What should the developer do to meet these requirements with the LEAST development effort?
  • A. Add logging statements for all events in the Lambda function. Filter AWS CloudTrail logs for errors.
  • B. Configure the Lambda function to start an AWS Step Functions workflow with retries for failed events.
  • C. Add a dead-letter queue to send messages to an Amazon Simple Queue Service (Amazon SQS) standard queue.
  • D. Add a dead-letter queue to send messages to an Amazon Simple Notification Service (Amazon SNS) FIFO topic.
#29 (Accuracy: 100% / 9 votes)
A company is running a custom application on a set of on-premises Linux servers that are accessed using Amazon API Gateway.

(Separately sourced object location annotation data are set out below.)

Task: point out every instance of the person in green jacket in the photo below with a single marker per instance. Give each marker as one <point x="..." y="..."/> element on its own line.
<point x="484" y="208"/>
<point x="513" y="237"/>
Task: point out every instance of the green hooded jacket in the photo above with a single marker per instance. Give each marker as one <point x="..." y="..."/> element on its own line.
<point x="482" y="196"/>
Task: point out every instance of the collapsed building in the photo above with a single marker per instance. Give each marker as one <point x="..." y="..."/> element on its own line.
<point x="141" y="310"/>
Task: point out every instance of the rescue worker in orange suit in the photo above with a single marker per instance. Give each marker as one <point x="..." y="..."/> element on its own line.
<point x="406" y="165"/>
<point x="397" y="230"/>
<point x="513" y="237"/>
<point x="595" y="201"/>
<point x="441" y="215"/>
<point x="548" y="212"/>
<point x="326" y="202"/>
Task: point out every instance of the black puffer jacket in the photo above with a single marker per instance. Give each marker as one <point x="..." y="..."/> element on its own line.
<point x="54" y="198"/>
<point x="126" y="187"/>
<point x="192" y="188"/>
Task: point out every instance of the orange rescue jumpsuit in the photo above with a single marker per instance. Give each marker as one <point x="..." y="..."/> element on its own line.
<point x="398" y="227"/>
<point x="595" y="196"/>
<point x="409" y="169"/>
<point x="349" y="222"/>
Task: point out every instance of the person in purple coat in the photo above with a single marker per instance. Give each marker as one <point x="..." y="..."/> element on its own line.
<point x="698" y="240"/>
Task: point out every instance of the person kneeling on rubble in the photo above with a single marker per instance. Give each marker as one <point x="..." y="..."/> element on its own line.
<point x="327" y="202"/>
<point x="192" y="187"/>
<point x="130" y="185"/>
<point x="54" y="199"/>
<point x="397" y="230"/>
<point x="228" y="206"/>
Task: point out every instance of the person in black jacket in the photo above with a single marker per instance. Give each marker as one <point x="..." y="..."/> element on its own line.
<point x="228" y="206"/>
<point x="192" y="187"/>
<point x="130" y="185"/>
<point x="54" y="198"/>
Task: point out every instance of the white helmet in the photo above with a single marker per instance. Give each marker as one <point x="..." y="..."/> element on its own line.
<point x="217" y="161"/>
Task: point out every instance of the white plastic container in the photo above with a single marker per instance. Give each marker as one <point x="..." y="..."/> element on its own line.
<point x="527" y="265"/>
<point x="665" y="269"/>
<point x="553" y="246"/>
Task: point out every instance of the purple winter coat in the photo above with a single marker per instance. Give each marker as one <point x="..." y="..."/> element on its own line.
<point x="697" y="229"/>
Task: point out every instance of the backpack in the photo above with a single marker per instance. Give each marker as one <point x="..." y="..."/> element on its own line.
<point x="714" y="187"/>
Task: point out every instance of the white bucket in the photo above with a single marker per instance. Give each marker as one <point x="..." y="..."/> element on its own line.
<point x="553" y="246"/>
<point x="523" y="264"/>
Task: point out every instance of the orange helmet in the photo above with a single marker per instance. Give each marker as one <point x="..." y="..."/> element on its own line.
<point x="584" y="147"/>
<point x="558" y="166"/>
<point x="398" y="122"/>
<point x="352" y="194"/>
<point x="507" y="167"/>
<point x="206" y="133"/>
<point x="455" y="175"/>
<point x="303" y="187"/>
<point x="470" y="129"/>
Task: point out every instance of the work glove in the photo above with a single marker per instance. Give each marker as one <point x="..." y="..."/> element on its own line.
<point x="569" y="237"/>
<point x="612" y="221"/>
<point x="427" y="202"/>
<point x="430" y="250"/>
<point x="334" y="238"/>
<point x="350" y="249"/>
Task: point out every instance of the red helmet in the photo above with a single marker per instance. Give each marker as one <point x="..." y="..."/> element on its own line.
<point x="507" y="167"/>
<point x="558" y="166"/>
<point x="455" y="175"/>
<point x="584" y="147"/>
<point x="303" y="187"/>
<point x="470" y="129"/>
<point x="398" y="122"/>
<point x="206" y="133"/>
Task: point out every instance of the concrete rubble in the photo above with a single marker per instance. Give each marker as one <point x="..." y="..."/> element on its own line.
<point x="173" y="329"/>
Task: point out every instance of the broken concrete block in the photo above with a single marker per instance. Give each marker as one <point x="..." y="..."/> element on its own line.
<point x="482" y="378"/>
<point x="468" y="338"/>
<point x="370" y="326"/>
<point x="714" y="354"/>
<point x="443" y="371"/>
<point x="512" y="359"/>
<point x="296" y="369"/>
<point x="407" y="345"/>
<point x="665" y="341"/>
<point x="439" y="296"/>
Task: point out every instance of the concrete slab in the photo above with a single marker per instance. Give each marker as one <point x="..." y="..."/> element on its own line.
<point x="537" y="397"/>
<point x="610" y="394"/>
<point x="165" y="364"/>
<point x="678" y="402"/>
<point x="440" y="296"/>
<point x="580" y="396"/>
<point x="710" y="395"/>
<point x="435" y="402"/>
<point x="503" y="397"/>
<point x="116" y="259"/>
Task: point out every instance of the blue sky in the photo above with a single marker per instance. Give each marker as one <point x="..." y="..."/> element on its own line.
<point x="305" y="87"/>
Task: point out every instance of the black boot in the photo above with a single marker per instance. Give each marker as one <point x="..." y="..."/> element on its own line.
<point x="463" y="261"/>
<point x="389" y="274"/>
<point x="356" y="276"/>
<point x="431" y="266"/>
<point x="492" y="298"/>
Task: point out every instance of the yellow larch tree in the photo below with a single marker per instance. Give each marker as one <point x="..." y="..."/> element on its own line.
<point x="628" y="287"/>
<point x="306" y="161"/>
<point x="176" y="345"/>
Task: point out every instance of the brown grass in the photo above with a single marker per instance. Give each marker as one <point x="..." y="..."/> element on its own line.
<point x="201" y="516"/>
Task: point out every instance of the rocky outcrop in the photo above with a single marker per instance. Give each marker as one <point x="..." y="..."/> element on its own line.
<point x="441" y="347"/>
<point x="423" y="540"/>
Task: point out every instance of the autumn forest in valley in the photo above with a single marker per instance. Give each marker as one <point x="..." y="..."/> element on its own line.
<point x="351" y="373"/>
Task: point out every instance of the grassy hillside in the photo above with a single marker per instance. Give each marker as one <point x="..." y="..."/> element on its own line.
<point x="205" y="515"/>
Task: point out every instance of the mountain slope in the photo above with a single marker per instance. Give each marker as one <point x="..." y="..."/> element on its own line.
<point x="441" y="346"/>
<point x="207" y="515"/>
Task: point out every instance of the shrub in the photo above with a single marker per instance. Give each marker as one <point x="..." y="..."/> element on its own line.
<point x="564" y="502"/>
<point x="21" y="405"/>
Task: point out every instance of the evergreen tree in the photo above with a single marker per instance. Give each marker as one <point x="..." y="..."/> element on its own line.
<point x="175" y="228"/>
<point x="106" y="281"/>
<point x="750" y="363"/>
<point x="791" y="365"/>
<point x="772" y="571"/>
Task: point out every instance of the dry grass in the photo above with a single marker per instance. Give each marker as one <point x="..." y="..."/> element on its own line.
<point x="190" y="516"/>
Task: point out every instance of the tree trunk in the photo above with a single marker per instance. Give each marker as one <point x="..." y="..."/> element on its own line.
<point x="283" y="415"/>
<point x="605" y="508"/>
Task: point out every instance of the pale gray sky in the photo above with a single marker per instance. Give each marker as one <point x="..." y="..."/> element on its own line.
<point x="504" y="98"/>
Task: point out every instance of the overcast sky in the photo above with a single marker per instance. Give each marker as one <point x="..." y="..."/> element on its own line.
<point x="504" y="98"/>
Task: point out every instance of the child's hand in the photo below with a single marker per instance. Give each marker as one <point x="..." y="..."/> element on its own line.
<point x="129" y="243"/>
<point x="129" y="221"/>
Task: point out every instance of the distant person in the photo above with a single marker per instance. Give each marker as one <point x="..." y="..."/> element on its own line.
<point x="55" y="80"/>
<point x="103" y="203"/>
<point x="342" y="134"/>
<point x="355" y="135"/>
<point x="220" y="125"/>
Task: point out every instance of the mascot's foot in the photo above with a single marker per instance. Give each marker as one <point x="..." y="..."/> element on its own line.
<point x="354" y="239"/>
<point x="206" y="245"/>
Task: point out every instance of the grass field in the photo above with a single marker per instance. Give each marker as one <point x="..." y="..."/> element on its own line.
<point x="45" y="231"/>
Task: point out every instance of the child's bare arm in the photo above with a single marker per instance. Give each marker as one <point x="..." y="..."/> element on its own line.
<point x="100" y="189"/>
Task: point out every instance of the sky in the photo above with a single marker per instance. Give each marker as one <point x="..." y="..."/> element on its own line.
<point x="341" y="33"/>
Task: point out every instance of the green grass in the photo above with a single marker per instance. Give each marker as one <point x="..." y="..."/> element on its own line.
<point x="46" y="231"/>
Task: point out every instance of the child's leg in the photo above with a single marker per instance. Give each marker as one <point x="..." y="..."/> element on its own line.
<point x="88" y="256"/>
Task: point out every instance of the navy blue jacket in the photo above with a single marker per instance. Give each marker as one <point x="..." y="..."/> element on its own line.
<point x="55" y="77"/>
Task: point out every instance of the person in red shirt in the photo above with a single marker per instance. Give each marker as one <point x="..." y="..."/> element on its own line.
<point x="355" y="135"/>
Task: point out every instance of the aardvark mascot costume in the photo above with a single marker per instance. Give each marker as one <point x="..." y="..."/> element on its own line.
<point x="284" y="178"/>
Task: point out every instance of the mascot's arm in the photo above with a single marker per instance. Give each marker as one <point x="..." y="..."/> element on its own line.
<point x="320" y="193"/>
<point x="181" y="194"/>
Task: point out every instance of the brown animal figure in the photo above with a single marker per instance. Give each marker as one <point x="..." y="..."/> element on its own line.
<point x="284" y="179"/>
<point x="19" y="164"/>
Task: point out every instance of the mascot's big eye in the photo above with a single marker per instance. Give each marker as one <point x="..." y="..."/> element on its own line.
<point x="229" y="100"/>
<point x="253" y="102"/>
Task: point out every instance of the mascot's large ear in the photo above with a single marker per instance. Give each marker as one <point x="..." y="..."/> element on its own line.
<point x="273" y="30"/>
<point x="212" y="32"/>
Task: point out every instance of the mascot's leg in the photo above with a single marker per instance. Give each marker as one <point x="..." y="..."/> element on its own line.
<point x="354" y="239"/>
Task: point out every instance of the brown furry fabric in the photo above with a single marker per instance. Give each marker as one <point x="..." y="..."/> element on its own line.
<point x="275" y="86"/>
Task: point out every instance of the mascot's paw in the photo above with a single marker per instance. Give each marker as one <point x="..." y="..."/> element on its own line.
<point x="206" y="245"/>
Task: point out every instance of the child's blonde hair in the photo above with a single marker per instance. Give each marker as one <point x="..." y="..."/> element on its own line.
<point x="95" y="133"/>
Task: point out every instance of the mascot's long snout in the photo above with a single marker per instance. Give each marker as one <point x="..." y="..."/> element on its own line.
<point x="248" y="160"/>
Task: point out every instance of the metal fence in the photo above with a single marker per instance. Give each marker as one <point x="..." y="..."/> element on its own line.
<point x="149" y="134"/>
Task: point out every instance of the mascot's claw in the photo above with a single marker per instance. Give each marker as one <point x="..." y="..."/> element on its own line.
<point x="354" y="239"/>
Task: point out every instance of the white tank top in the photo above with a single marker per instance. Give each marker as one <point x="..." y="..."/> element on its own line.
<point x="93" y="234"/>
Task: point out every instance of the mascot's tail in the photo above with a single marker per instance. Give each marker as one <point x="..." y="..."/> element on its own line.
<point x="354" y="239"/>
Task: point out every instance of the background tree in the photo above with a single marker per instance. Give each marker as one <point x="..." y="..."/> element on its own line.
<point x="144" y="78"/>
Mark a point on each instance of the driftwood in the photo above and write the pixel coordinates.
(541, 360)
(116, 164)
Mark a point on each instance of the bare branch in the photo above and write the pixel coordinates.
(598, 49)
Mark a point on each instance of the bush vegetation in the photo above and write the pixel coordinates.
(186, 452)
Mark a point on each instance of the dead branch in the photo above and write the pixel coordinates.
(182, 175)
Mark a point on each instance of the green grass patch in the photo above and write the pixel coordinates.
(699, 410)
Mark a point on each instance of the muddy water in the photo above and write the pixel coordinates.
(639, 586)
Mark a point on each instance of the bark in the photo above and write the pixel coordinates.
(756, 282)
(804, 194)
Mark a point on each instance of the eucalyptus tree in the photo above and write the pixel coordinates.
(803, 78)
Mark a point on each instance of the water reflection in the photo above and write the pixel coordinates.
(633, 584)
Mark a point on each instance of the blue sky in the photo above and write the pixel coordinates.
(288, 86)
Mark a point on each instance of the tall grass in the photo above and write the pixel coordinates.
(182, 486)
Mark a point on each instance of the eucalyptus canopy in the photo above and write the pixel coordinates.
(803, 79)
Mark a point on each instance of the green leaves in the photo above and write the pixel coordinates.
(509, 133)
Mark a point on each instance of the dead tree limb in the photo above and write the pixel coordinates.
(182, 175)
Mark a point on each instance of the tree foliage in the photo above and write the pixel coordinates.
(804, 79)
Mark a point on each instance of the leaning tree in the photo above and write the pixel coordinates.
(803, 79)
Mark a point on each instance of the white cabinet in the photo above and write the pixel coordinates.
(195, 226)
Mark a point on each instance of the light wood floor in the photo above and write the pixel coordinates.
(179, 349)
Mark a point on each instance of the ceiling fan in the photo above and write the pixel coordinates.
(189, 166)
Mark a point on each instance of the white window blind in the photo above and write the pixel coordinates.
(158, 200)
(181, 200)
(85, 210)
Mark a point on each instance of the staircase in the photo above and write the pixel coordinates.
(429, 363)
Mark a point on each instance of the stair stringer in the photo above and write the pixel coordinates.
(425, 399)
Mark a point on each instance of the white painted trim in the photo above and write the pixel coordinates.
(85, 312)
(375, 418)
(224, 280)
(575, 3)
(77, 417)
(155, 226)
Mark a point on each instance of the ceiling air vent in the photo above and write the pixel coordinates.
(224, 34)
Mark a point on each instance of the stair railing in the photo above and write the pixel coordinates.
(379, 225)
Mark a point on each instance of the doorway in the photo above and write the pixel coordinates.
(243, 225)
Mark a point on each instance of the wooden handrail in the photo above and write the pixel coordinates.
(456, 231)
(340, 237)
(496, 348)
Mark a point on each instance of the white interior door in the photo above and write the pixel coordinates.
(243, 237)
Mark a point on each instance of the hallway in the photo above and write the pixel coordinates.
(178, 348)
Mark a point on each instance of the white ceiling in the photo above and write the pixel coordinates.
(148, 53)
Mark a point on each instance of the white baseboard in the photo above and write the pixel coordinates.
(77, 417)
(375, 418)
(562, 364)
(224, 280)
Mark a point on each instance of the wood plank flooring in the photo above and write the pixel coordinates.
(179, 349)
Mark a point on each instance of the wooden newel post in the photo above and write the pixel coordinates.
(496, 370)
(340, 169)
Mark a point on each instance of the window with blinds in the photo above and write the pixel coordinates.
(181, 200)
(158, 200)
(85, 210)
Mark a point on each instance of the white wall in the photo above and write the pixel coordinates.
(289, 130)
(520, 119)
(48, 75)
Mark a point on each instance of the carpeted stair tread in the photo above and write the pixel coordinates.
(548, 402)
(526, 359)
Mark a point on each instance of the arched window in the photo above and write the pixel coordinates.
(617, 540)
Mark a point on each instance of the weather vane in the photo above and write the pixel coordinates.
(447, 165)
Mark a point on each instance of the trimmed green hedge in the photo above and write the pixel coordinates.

AWS X-Ray tracing has been enabled on the API test stage.
How can a developer enable X-Ray tracing on the on-premises servers with the LEAST amount of configuration?
  • A. Install and run the X-Ray SDK on the on-premises servers to capture and relay the data to the X-Ray service.
  • B. Install and run the X-Ray daemon on the on-premises servers to capture and relay the data to the X-Ray service.
  • C. Capture incoming requests on-premises and configure an AWS Lambda function to pull, process, and relay relevant data to X-Ray using the PutTraceSegments API call.
  • D. Capture incoming requests on-premises and configure an AWS Lambda function to pull, process, and relay relevant data to X-Ray using the PutTelemetryRecords API call.
#30 (Accuracy: 100% / 3 votes)
A developer received the following error message during an AWS CloudFormation deployment:

DELETE_FAILED (The following resource(s) failed to delete: [ASGInstanceRole12345678].)

Which action should the developer take to resolve this error?
  • A. Contact AWS Support to report an issue with the Auto Scaling Groups (ASG) service.
  • B. Add a DependsOn attribute to the ASGInstanceRole12345678 resource in the CloudFormation template. Then delete the stack.
  • C. Modify the CloudFormation template to retain the ASGInstanceRole12345678 resource. Then manually delete the resource after deployment.
  • D. Add a force parameter when calling CloudFormation with the role-arn of ASGInstanceRole12345678.